Ray Escoffier, an exceptionally capable and accomplished engineer who designed and built the correlators for the first generation of NRAO’s flagship interferometric arrays, enabling the extraordinary scientific production of the VLA, VLBA, and ALMA, passed away peacefully on September 5, 2021 in Baton Rouge, Louisiana.
A native of Louisiana, Ray came to NRAO in 1973 after earning Bachelor’s and Master’s degrees in electrical engineering from Louisiana State University and after a brief stint at Collins Radio in Dallas, Texas. Ray joined the NRAO VLA correlator design team led by Art Shalloway, and in 1975 took on the role of lead engineer for the VLA correlator project and moved to New Mexico to oversee its installation. Commissioned in 1980, the VLA correlator represented groundbreaking technology for its time as one of the first all-digital correlators and for its use of custom integrated circuits. The correlator was well matched to the key science goals of the telescope, which included imaging the Doppler-shifted hydrogen emission from nearby galaxies, and resolving the fine-scale structure of powerful radio galaxies, quasars, and supernova remnants.

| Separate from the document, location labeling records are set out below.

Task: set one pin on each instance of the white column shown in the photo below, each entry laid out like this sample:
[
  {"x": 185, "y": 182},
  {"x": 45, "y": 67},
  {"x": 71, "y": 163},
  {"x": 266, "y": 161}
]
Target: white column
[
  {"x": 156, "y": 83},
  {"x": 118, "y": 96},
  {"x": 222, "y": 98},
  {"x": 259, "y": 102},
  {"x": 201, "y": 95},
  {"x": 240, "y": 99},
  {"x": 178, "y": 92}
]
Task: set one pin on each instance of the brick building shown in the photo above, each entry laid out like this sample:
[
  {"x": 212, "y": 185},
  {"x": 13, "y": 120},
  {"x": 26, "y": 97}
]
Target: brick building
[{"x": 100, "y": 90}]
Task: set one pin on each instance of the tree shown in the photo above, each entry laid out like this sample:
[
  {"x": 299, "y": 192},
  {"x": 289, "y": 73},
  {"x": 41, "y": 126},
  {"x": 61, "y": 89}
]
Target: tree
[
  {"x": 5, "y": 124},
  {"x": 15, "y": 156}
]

After the completion of VLA commissioning Ray returned to Charlottesville, and in 1986 he and his team of engineers and technicians at NRAO’s Central Development Laboratory began working on the design of the original VLBA correlator. Under Ray’s leadership, this correlator also had several groundbreaking features, including the use of thousands of application-specific integrated circuits (ASICs), an interface to twenty 128 MB/s digital recorders, and real-time software and firmware control for playback synchronization. Ray directed the construction of the correlator from Charlottesville with many trips to New Mexico and oversaw its integration with the tape drives in the then new Array Operation Center in New Mexico where it was commissioned in 1994.
Ray’s final project at NRAO was his most ambitious and impressive: providing engineering leadership for an international team building a correlator for the Atacama Large Millimeter/submillimeter Array (ALMA) in the Atacama Desert of northern Chile. The ALMA correlator was designed to process the signals from 64 antennas with 16 GHz of bandwidth in two polarization channels. The final system resided in over 40 racks of equipment, processing signals from all of the ALMA antennas, translated into multiple intermediate frequency segments in the range of 2 to 4 GHz followed by 3-bit digitization, which at the time of the design, was a technically difficult goal to implement. Ray’s design was once again at the leading edge of technology in radio astronomy in its use of ASICs and state-of-the-art Field Programmable Gate Arrays. Notably, when ALMA was commissioned in 2011, Ray’s design worked nearly flawlessly, without a need for any design iteration—a testament to the engineering prowess he amassed over the years of designing and building the VLA and VLBA correlators. Ray also had the foresight to build in features to the ALMA correlator that made phasing the ALMA antennas to provide a single ALMA output for the Event Horizon Telescope considerably easier. This ALMA correlator is expected to continue to process signals from and produce invaluable science for several more years to come.
Ray retired from NRAO in 2005 and returned to his beloved state of Louisiana, with the goal of buying his first house after years of living in apartments as a peripatetic engineer working on radio astronomy projects around the world. As fate would have it, his return was complicated by the tragedy of Hurricane Katrina, which ravaged the state that same year. Undaunted, Ray persisted and settled in New Orleans where he spent the last 16 years of his life.
His years in New Orleans were some of the happiest of his life, and included vacationing with his brother and spending time with his nieces and in his garden. Over the years, Ray also made numerous humanitarian trips to Haiti with his church, bringing not only his faith and knowledge of Creole on these trips, but his engineering talent as well. According to Dr. Kurt Elward of the Haitian Health Care Ministry, Ray’s engineering skills were critical in setting up a satellite connection for a computer lab in the Central Plateau of Haiti, enabling the education of agricultural workers in the impoverished region.
While Ray’s professional life involved complex and complicated engineering projects — and often, frenetic international travel — his personal life was considerably different. He was a humble man, a homebody, a cat lover, and preferred a bicycle to a car to get to where he needed to be. Everyone who worked with Ray felt privileged by the experience, at once impressed by his technical gifts as well as by his fundamental decency. The fact that he continued to send Mardi Gras King Cakes to his friends at the Central Development Laboratory every year after he retired says a lot about Ray, and helps explain the abiding esteem everyone in the Observatory feels for him.